Política

Barrada em sessão, empresária defende cassação de vereador de Guia Lopes da Laguna após ofensas

A última sessão da Câmara Municipal de Guia Lopes da Laguna, na terça-feira (23), ainda segue sendo assunto e motivo de revolta na cidade no oeste de Mato Grosso do Sul. Após ofender cidadãos em áudio compartilhado pelo WhatsApp, o presidente da Casa, Assis Fabrício Barbosa Junior (PSDB), pediu desculpas, mas aumentou a segurança no […]

Adriel Mattos Publicado em 24/03/2021, às 17h01 - Atualizado às 17h28

Foto: Reprodução, Facebook
Foto: Reprodução, Facebook - Foto: Reprodução, Facebook

A última sessão da Câmara Municipal de Guia Lopes da Laguna, na terça-feira (23), ainda segue sendo assunto e motivo de revolta na cidade no oeste de Mato Grosso do Sul. Após ofender cidadãos em áudio compartilhado pelo WhatsApp, o presidente da Casa, Assis Fabrício Barbosa Junior (PSDB), pediu desculpas, mas aumentou a segurança no entorno da sede do Legislativo.

A empresária Elaine Colle disse ao Jornal Midiamax nesta quarta-feira (24) que sempre assiste às sessões e ficou surpresa ao chegar ontem e ver equipes da PMMS (Polícia Militar) fazendo a segurança do prédio. “Disseram que não podia entrar, que estava lotado. Mas a gente via que não estava. Tiraram algumas pessoas, mas ficaram quatro ou cinco”, relatou.

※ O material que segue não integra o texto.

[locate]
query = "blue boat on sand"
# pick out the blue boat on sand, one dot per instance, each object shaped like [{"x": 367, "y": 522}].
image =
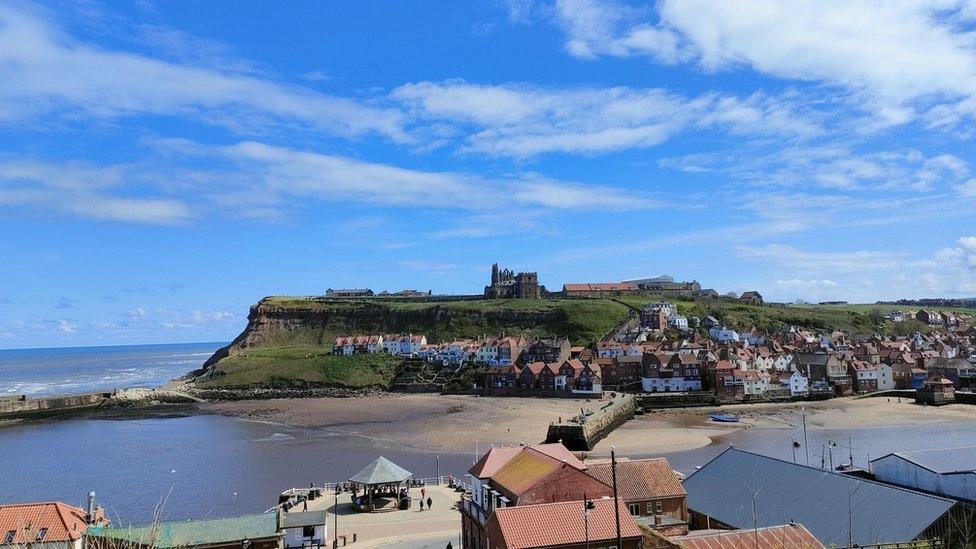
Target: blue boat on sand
[{"x": 724, "y": 418}]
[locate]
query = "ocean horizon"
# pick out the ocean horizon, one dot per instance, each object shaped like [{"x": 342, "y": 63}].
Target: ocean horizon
[{"x": 49, "y": 371}]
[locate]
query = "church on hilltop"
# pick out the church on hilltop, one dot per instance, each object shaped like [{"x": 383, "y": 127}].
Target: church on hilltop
[{"x": 505, "y": 284}]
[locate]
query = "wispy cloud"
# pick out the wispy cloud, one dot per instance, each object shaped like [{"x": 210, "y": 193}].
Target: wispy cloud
[
  {"x": 896, "y": 57},
  {"x": 46, "y": 70},
  {"x": 521, "y": 120}
]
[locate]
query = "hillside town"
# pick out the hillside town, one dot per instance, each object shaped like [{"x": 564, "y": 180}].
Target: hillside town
[{"x": 730, "y": 365}]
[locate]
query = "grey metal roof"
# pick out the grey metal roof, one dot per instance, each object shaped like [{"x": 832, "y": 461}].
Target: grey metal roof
[
  {"x": 303, "y": 518},
  {"x": 943, "y": 461},
  {"x": 723, "y": 489},
  {"x": 381, "y": 471}
]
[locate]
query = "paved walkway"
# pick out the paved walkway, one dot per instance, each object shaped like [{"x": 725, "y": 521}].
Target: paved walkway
[{"x": 415, "y": 528}]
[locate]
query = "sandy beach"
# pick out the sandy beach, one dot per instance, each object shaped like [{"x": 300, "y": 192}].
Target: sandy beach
[{"x": 455, "y": 423}]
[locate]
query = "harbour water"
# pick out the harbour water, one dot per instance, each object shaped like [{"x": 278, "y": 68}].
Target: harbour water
[
  {"x": 69, "y": 370},
  {"x": 214, "y": 465}
]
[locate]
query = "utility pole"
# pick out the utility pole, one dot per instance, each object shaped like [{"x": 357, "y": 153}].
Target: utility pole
[
  {"x": 616, "y": 504},
  {"x": 335, "y": 514},
  {"x": 806, "y": 446}
]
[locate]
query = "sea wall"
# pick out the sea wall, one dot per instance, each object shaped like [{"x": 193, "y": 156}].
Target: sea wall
[
  {"x": 582, "y": 433},
  {"x": 23, "y": 407}
]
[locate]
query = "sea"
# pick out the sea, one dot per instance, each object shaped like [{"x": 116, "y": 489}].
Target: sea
[
  {"x": 196, "y": 466},
  {"x": 71, "y": 370}
]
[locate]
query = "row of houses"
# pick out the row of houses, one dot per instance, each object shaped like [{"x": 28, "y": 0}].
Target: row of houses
[{"x": 57, "y": 525}]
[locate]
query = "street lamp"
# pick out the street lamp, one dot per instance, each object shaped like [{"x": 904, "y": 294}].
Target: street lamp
[{"x": 588, "y": 506}]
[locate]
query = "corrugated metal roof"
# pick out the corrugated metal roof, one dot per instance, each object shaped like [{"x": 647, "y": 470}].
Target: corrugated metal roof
[
  {"x": 297, "y": 519},
  {"x": 381, "y": 471},
  {"x": 790, "y": 536},
  {"x": 723, "y": 489},
  {"x": 943, "y": 461},
  {"x": 640, "y": 480},
  {"x": 555, "y": 524},
  {"x": 195, "y": 533}
]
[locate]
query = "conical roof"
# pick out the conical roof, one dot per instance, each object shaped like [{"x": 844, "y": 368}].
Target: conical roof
[{"x": 381, "y": 471}]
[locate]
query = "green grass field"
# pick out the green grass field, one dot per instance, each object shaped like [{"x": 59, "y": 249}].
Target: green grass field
[{"x": 301, "y": 366}]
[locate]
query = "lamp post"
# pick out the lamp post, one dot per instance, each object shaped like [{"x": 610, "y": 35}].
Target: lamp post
[
  {"x": 335, "y": 514},
  {"x": 616, "y": 504},
  {"x": 588, "y": 506}
]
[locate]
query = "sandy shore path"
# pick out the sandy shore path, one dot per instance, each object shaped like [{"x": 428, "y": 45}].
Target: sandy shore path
[{"x": 456, "y": 423}]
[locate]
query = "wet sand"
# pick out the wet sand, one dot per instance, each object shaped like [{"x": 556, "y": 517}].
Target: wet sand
[{"x": 455, "y": 423}]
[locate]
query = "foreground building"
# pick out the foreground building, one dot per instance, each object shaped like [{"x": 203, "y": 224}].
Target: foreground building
[
  {"x": 789, "y": 536},
  {"x": 562, "y": 525},
  {"x": 835, "y": 508},
  {"x": 47, "y": 525},
  {"x": 949, "y": 472}
]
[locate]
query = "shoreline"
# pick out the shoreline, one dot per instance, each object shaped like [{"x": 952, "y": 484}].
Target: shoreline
[{"x": 461, "y": 424}]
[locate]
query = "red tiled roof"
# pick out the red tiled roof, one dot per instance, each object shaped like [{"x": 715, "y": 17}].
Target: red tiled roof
[
  {"x": 63, "y": 522},
  {"x": 641, "y": 479},
  {"x": 600, "y": 286},
  {"x": 554, "y": 524},
  {"x": 790, "y": 536},
  {"x": 496, "y": 458}
]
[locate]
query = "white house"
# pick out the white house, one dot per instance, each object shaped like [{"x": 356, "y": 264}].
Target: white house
[
  {"x": 947, "y": 472},
  {"x": 783, "y": 363},
  {"x": 799, "y": 384},
  {"x": 304, "y": 529},
  {"x": 886, "y": 381},
  {"x": 678, "y": 322},
  {"x": 723, "y": 334}
]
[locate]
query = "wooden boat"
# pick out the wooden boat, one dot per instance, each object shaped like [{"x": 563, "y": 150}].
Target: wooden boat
[{"x": 724, "y": 418}]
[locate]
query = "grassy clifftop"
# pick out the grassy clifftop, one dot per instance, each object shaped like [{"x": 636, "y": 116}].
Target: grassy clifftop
[{"x": 288, "y": 340}]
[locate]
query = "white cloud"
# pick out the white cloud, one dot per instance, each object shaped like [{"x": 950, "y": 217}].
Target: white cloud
[
  {"x": 84, "y": 190},
  {"x": 45, "y": 70},
  {"x": 967, "y": 189},
  {"x": 334, "y": 178},
  {"x": 66, "y": 327},
  {"x": 521, "y": 120},
  {"x": 791, "y": 258},
  {"x": 891, "y": 54},
  {"x": 425, "y": 265}
]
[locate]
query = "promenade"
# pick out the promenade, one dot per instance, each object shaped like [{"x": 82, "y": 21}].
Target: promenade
[{"x": 412, "y": 528}]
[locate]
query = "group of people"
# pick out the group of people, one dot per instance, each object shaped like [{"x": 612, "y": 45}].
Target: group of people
[{"x": 423, "y": 494}]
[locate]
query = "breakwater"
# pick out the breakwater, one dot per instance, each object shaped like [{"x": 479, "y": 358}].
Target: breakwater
[
  {"x": 583, "y": 432},
  {"x": 23, "y": 407}
]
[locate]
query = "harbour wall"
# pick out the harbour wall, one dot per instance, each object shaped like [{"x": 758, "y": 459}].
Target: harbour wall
[
  {"x": 583, "y": 432},
  {"x": 23, "y": 407}
]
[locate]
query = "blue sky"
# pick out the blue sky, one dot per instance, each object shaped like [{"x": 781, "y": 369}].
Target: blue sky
[{"x": 163, "y": 165}]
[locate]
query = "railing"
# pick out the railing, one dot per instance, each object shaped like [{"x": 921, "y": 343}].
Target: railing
[{"x": 474, "y": 510}]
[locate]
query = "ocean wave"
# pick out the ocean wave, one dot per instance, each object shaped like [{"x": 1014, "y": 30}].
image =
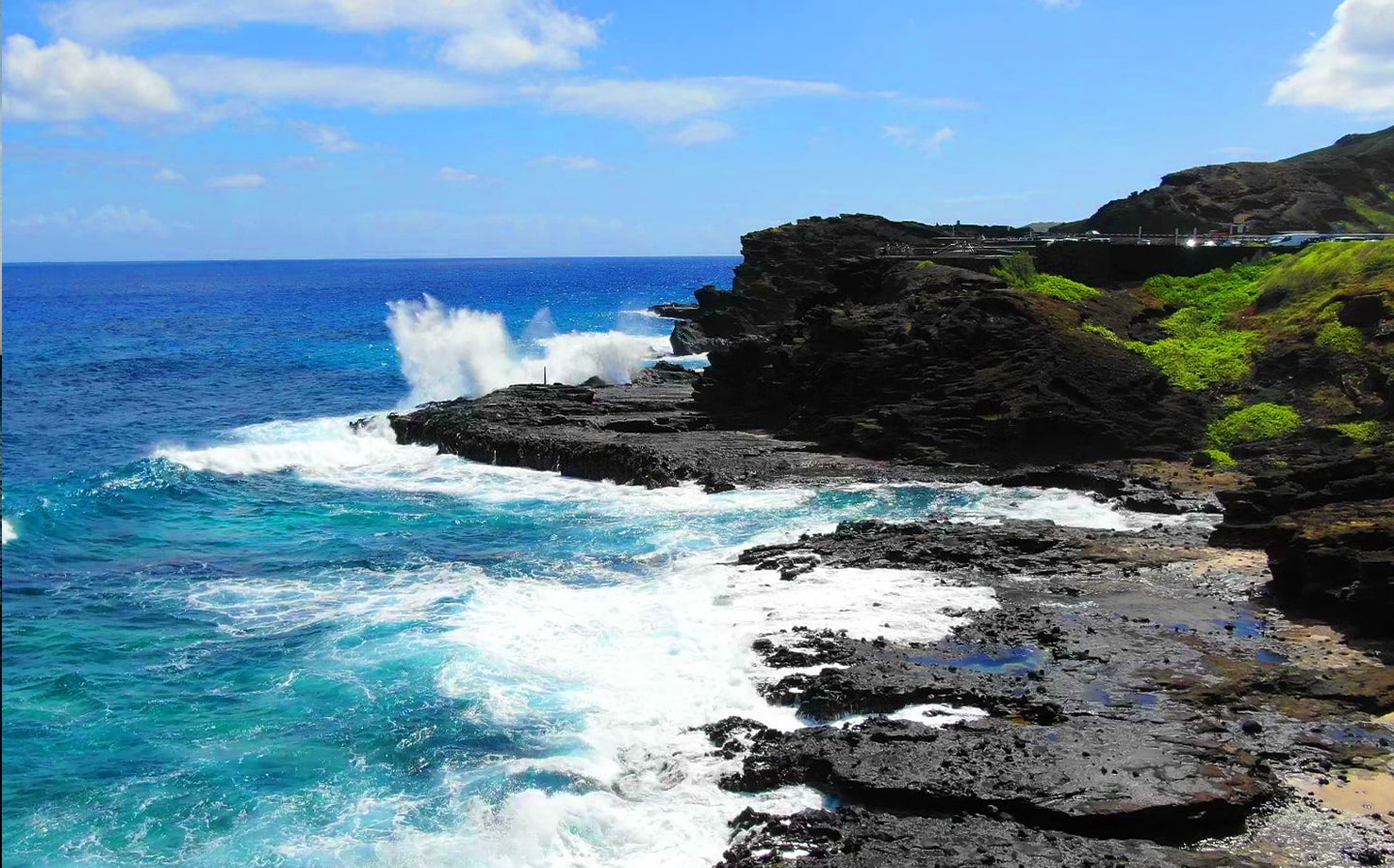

Determinada, Elaine acompanhou a sessão da calçada, assistindo a transmissão ao vivo pelo Facebook e pela fresta da porta. “A cidade está revoltada. Se houve aglomeração, foi por causa deles [vereadores]. O presidente não veio dar satisfação, pediu desculpas no final”, lembrou a empresária.

As lives na rede social, que normalmente não chegam a 100 comentários, passaram de 1 mil ontem. “Será que nenhum vereador vai falar nada em relação ao fato, ou irão se calar também? Não esqueça que foi a população de Guia Lopes que os colocaram aí dentro”, comentou Beatriz Arruda Franco.

Para Elaine, a expectativa na próxima semana é que seja possível que a sessão seja aberta ao público. “Esperamos que o pedido de cassação prossiga. Políticos tem que entender que são funcionários públicos, precisam descer do pedestal”, finalizou. Ontem, a vendedora Rosedir Peixoto apresentou pedido de cassação do mandato de Assis Fabrício.

O caso

Em um grupo intitulado “Amigos do Hospital”, o presidente da Câmara criticou membros que fizeram críticas à administração municipal e ao Legislativo. As palavras foram consideradas ofensivas, principalmente às mulheres.

“Eu faço parte desse grupo e estou vendo que o grupo não está levando a sério a ajuda. Tem umas matusquela, analfabetas que fala mal do prefeito, vereador. Pessoas que nem sabe o que está acontecendo na vida, são semianalfabetas, criticam vereadores, prefeito e é muito triste estar no grupo de semianalfabetos (sic)”.

Assis continua o áudio explicando a função do vereador. “Se esses semianalfabetos que dizem que o vereador está errado, se candidatem na próxima eleição. Uns bobos, analfabetos. Burro que fica latindo, não sabe o que é prefeito, vereador, não sabe nada (sic)”. 

Ele ainda diz que alguém está enchendo o saco, perturbando. “Umas bobona, não sabe nada. Analfabeta, eu não posso mais aceitar esse tipo de condição, dessas matusquelas, vão procurar serviço, analfabetas (sic)”.

Ao Jornal  Midiamax, o presidente confirmou ter mandado o áudio, mas disse ter perdido a cabeça por sempre ser vítima de críticas do grupo de oposição. “A gente, como ser humano, chega no limite do que pode fazer. Esse grupo foi criado para atender a população, mas ficam falando mal dos vereadores”. Por fim, Assis pede desculpas a população. “Perdi a cabeça e aproveito para me desculpar com as pessoas”.